Would be interested in reading your thesis if your willing to link it or if you don’t want to dox yourself can you dm me? (No seriously I’m new to lemmy is that a thing?)
I would love to share it, but I am waiting for two papers based on the work to finish peer review.
Poke me in August!
More of an off and on hobbyist when I’m not busy trying to survive, so I’ve still got a lot to study. For the most part, I’ve been enthralled by the progress we are making in general understanding of neural functions. I feel like the more we learn in machine learning, the more we can deconstruct the mountain of data we’ve gathered about the brain this past couple decades. The more we understand that, the more we can intentionally apply or avoid in the development of neural nets.
From deconstructing the complex algorithms that allow brains and bodies to develop from a couple cells, to understanding the absurd organic mess that allows the tangle of processes that we use to comprehend our own consciousness. There are a lot of people who seem very excited about this problem from very different angles, I just hope they can cooperate more and argue less about how their method is the only viable method and everyone else is just wrong.
Like certain people’s dismissal of probabilistic models. I think it’s silly to argue that our brains definitely do not utilize such autoregressive functioning as a piece of the puzzle. I just think our brain has many different systems working in tandem.

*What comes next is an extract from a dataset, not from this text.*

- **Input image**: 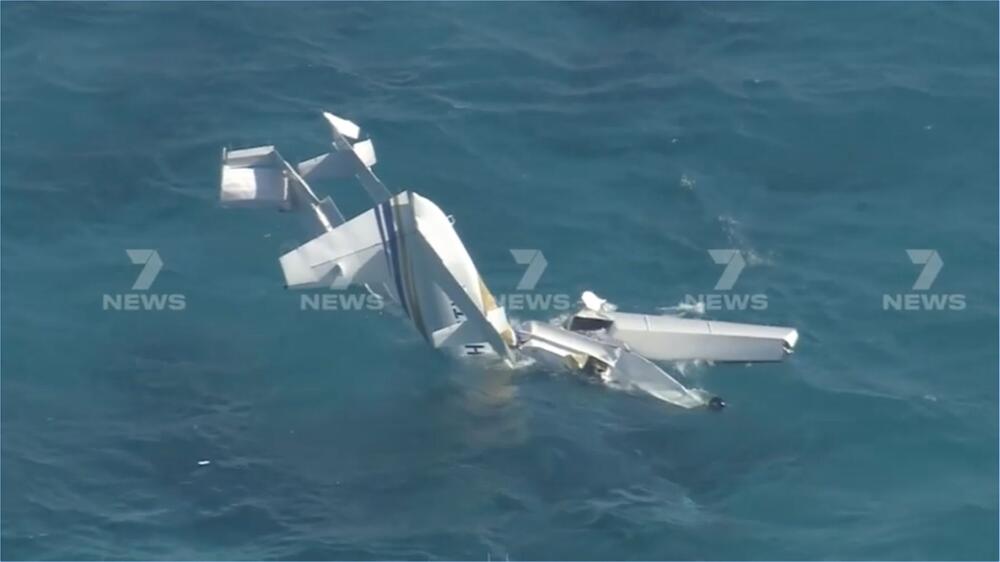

Sometimes we just allow brain to push out words without much thought. We might have to backtrack and correct ourselves if the wrong words come out. We will often pre-empt information or calculations into our short term memory before choosing to speak. Sometimes we stop mid sentence to apply these processes. I still believe there is an element of stochastic word selection.
Yann Lecun has a really good model for developing an autonomous system, but I think he’s too eager to disregard how autoregressive models can be applied in a more complex system.
Regardless, everything everyone is working on right now is so exciting on every level. I can’t wait to see what else comes. Any advancement at any angle could have severe effects on our lives at this point. Our economy has to adapt without sacrificing all of the poor, and we already have to deal with people who can’t comprehend how basic LLMs aren’t sentient emotional beings.
Hopefully I can keep learning more about machine learning and neurology. I hope the Lemmy community can grow and we can see as much as there was on Reddit. Don’t know if anyone can set up a bot like “AI lover” on /r/machinelearningnews It was a nice feed of new and interesting papers. I just got tired of Reddit becoming progressively worse over time.